Alix Axel picture Alix Axel · Jan 15, 2010 · Viewed 9.2k times · Source

I want to build something similar to Tunatic or Midomi (try them out if you're not sure what they do) and I'm wondering what algorithms I'd have to use; The idea I have about the workings of such applications is something like this:

  1. have a big database with several songs
  2. for each song in 1. reduce quality / bit-rate (to 64kbps for instance) and calculate the sound "hash"
  3. have the sound / excerpt of the music you want to identify
  4. for the song in 3. reduce quality / bit-rate (again to 64kbps) and calculate sound "hash"
  5. if 4. sound hash is in any of the 2. sound hashes return the matched music

I though of reducing the quality / bit-rate due to the environment noises and encoding differences.

Am I in the right track here? Can anyone provide me any specific documentation or examples? Midori seems to even recognize hum's, that's pretty awesomely impressive! How do they do that?

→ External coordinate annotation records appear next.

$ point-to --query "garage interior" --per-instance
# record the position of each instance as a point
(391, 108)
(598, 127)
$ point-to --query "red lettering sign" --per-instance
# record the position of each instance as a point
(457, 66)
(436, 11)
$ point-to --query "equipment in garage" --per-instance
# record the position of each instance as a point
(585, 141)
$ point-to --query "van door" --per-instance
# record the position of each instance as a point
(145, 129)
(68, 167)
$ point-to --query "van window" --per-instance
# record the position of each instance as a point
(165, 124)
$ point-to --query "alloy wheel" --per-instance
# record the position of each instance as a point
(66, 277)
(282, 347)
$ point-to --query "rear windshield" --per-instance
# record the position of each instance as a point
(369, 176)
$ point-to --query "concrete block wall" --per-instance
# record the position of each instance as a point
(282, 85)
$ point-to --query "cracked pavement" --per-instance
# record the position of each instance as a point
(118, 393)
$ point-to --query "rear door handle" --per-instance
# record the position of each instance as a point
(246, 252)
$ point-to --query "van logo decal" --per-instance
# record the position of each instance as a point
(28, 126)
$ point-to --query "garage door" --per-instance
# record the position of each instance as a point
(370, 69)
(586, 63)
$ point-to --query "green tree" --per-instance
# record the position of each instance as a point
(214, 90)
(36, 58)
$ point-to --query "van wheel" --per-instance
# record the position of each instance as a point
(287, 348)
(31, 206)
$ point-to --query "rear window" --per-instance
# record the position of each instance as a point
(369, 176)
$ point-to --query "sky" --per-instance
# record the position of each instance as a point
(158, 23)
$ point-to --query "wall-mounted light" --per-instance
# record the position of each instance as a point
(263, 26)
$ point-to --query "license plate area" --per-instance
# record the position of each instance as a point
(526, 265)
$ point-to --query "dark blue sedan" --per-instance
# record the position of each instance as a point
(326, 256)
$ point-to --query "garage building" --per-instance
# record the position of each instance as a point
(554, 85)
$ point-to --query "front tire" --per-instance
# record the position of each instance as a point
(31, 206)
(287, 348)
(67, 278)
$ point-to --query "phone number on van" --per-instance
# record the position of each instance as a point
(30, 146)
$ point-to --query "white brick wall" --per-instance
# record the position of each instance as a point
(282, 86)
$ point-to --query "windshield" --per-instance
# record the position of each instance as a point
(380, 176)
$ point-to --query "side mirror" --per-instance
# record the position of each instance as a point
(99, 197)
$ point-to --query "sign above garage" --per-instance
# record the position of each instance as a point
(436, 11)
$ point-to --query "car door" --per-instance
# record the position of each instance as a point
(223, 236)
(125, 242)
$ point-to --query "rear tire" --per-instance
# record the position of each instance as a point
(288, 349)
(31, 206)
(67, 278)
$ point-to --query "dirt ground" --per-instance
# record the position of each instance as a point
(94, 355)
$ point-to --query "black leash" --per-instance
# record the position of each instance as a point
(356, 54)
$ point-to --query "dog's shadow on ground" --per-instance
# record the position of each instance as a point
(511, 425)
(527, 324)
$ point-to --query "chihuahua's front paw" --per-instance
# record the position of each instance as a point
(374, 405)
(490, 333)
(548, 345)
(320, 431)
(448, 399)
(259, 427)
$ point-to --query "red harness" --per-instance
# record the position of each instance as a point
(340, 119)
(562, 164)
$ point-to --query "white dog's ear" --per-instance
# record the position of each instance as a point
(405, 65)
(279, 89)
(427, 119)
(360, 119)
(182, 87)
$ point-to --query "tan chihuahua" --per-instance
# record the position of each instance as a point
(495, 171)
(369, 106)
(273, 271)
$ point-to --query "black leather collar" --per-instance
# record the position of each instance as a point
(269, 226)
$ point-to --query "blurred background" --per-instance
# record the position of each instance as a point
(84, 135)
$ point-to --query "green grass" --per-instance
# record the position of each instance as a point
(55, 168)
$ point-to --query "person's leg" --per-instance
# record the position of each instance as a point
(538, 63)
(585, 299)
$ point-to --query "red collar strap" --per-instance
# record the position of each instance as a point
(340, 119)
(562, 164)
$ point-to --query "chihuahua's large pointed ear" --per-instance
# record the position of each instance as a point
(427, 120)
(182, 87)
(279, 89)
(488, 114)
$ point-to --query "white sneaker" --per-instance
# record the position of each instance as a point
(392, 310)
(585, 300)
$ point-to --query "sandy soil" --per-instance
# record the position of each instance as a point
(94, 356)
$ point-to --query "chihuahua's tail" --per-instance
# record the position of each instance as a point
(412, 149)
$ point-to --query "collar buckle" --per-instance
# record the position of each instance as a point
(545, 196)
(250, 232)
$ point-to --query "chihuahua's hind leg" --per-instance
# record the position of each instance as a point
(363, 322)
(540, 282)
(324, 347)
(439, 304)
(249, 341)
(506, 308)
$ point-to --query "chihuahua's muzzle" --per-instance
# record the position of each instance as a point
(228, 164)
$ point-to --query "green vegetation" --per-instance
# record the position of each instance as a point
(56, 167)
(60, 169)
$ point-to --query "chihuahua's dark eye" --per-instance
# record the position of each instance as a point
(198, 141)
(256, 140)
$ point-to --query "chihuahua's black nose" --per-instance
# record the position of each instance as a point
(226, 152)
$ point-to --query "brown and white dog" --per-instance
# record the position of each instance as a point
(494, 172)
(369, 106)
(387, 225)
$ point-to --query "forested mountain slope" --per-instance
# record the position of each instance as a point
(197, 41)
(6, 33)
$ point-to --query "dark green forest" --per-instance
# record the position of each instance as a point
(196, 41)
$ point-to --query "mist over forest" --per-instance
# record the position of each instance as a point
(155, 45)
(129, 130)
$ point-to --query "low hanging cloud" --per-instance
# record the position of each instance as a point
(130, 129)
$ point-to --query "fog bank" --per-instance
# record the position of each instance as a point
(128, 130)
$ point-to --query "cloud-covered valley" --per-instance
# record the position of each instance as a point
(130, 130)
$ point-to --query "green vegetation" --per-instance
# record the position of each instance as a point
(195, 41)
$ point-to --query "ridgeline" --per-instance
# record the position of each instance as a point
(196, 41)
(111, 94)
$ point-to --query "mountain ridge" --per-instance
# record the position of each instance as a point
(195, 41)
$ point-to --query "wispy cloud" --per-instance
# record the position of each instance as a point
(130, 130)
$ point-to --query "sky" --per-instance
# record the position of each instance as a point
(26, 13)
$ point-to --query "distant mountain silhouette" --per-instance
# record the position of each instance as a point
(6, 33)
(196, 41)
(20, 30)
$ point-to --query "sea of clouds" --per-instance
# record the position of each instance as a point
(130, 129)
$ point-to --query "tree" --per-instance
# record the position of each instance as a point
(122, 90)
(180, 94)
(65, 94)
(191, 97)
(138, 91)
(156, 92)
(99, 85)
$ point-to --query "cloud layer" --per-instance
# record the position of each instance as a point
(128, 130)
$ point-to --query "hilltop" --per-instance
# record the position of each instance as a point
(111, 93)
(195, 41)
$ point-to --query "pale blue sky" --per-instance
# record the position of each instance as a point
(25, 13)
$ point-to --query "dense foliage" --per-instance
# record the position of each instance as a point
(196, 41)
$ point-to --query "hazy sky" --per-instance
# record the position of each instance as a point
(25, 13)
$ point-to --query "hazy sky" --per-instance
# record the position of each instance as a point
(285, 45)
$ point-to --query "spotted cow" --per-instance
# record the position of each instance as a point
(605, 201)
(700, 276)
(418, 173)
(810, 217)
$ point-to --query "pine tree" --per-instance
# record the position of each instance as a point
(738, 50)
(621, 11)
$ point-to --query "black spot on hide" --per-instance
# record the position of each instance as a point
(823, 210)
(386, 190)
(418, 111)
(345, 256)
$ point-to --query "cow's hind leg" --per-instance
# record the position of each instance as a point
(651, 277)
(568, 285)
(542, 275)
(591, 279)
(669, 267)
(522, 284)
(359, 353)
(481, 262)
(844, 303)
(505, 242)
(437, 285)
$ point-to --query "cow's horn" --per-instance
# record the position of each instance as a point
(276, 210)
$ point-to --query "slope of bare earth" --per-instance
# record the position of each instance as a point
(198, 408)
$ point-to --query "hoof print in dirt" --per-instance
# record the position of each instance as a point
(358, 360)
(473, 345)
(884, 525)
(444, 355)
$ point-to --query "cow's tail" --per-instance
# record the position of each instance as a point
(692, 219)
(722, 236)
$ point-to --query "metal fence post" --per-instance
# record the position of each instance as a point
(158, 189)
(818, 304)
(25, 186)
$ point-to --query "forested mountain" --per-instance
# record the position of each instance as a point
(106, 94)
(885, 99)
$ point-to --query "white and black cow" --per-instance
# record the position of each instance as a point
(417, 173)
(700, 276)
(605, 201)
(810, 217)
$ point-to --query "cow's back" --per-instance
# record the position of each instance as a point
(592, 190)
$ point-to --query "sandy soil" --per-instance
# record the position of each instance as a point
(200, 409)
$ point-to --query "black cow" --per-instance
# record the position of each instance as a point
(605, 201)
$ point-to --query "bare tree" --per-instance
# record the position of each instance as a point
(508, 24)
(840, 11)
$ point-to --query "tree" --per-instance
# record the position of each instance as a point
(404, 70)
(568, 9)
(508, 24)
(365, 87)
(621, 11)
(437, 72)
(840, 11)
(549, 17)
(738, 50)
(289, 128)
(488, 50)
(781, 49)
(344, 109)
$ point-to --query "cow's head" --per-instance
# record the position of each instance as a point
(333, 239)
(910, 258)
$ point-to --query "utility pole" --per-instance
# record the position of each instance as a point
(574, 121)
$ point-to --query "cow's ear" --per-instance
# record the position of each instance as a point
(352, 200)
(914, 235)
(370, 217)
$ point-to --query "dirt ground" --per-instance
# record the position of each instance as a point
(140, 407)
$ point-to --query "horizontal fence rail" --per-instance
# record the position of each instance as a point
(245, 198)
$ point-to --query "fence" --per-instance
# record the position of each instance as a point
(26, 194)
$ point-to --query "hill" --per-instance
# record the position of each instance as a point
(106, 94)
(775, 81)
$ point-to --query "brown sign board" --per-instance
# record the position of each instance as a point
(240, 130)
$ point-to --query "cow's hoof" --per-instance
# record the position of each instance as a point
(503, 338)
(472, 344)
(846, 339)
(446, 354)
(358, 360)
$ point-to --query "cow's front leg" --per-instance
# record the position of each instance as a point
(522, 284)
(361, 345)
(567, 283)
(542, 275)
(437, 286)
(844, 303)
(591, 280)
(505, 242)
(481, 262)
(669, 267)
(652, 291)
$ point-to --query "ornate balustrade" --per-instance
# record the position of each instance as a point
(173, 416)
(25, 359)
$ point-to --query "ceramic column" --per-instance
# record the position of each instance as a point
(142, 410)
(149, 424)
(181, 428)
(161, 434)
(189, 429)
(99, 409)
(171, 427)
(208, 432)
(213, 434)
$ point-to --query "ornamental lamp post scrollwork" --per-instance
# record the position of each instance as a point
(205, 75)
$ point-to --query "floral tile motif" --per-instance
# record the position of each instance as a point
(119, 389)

Do sound hashes exist or is it something I just made up? If they do, how can I calculate them? And more importantly, how can I check if child-hash is in father-hash?

How would I go about building a similar system with Python (maybe a built-in module) or PHP?

Some examples (preferably in Python or PHP) will be greatly appreciated. Thanks in advance!

Answer

Steve Tjoa picture Steve Tjoa · Jan 15, 2010

I do research in music information retrieval (MIR). The seminal paper on music fingerprinting is the one by Haitsma and Kalker around 2002-03. Google should get you it.

I read an early (really early; before 2000) white paper about Shazam's method. At that point, they just basically detected spectrotemporal peaks, and then hashed the peaks. I'm sure that procedure has evolved.

Both of these methods address music similarity at the signal level, i.e., it is robust to environment distortions. I don't think it works well for query-by-humming (QBH). However, that is a different (yet related) problem with different (yet related) solutions, so you can find solutions in the literature. (Too many to name here.)

The ISMIR proceedings are freely available online. You can find valuable stuff there: http://www.ismir.net/

I agree with using an existing library like Marsyas. Depends on what you want. Numpy/Scipy is indispensible here, I think. Simple stuff can be written in Python on your own. Heck, if you need stuff like STFT, MFCC, I can email you code.